Ibu Tran Truc Lam (Kelurahan Tay Nha Trang) mengatakan bahwa sampah telah menumpuk selama berhari-hari di Jalan Trung Tam, menyebabkan bau busuk yang meluas karena adanya bangkai hewan, yang semakin memburuk dari waktu ke waktu. Komite Rakyat Komune Dien Dien mengerahkan 7 ekskavator dan 17 truk untuk menangani sampah tersebut, tetapi tempat pembuangan sampah sementara sudah kelebihan kapasitas.
Di wilayah Nha Trang Selatan, Barat, dan Utara saja, Perusahaan Gabungan Lingkungan Perkotaan mengerahkan 750 pekerja untuk bekerja sepanjang malam hingga pukul 2-3 pagi, mengumpulkan lebih dari 7.500 ton sampah, tetapi sekitar 60% masih belum diproses.
Dalam situasi tersebut, Kota Ho Chi Minh segera memberikan dukungan, dengan mengerahkan 11 kendaraan pengumpul sampah, 6 kendaraan pemadat sampah, dan 300 personel. Satuan tugas ini akan memberikan dukungan hingga awal Desember, ketika pengumpulan sampah di Khanh Hoa menjadi lebih stabil.
Dinas Kesehatan Provinsi Khanh Hoa telah menyediakan lebih dari 2.700 kg Kloramin B dan 1.400 liter obat nyamuk. Bapak Tran Truc, seorang warga komune Dien Dien, mengatakan bahwa air sumur telah berubah warna dan berbau aneh, sehingga membuatnya sangat khawatir. Setelah menerima petunjuk tentang cara mengolah air tersebut, warga merasa lebih tenang.
Di Dak Lak, bangkai ternak dan unggas yang membusuk setelah banjir menimbulkan bau busuk yang menyengat. Diperkirakan sekitar 55.000 ternak dan 1,5 juta unggas hanyut terbawa banjir. Departemen Peternakan dan Kedokteran Hewan sedang menyiapkan 13.000 liter bahan kimia dan 29.000 dosis vaksin serta telah meminta dukungan tambahan dari pemerintah pusat.
Menurut Nay Phi La, Direktur Dinas Kesehatan Provinsi Dak Lak, pemerintah daerah sedang membuang bangkai hewan, mendisinfeksi sumur, sekolah, dan pasar, serta memantau kualitas air untuk mencegah wabah penyakit.

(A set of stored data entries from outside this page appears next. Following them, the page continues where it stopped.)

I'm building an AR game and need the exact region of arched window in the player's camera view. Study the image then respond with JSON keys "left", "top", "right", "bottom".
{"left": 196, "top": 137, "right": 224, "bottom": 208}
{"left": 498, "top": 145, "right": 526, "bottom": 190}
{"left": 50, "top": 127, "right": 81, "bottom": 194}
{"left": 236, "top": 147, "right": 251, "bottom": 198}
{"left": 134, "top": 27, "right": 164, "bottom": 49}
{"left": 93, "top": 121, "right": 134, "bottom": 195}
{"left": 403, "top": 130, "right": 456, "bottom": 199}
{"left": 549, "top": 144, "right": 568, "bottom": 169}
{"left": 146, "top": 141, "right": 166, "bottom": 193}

Dinas kesehatan provinsi Khanh Hoa dan Dak Lak menyarankan masyarakat untuk membersihkan rumah, memasak makanan hingga matang, merebus air sebelum diminum, mengolah air minum dengan benar, dan menghilangkan genangan air untuk mencegah penyakit pencernaan dan pernapasan, konjungtivitis, dan demam berdarah.
Pada sore hari tanggal 28 November, Kementerian Kesehatan mengirimkan dokumen kepada Komite Rakyat provinsi dan kota serta unit kesehatan di seluruh negeri, meminta mereka untuk memperketat langkah-langkah pencegahan dan pengendalian penyakit menular yang menunjukkan tren peningkatan yang kuat: influenza musiman, penyakit virus sinsitial pernapasan (RSV), dan penyakit tangan, kaki, dan mulut.
Oleh karena itu, Kementerian Kesehatan meminta pemerintah daerah untuk memperkuat pengawasan, mendeteksi kasus sejak dini, menangani wabah secara menyeluruh, dan memastikan triase pasien, penerimaan, dan perawatan darurat yang aman untuk mencegah penularan silang di rumah sakit.
Menurut Kementerian Kesehatan, periode transisi antara musim gugur dan musim dingin, dengan cuaca yang tidak menentu dan kelembapan tinggi, menciptakan kondisi ideal bagi patogen pernapasan dan pencernaan untuk berkembang biak. Dari awal tahun 2025 hingga saat ini, negara tersebut telah mencatat lebih dari 132.000 kasus influenza musiman, termasuk 3 kematian.
Strain virus influenza utama yang beredar di Vietnam saat ini adalah influenza A/H1N1, A/H3N2, dan influenza B.
Data pemantauan terbaru dari Organisasi Kesehatan Dunia tentang influenza musiman untuk tahun 2025-2026 menunjukkan bahwa aktivitas virus influenza meningkat secara global, dengan strain A/H3N2 menjadi dominan di wilayah seperti Eropa Utara, Asia Barat, Asia Selatan, dan Asia Tenggara.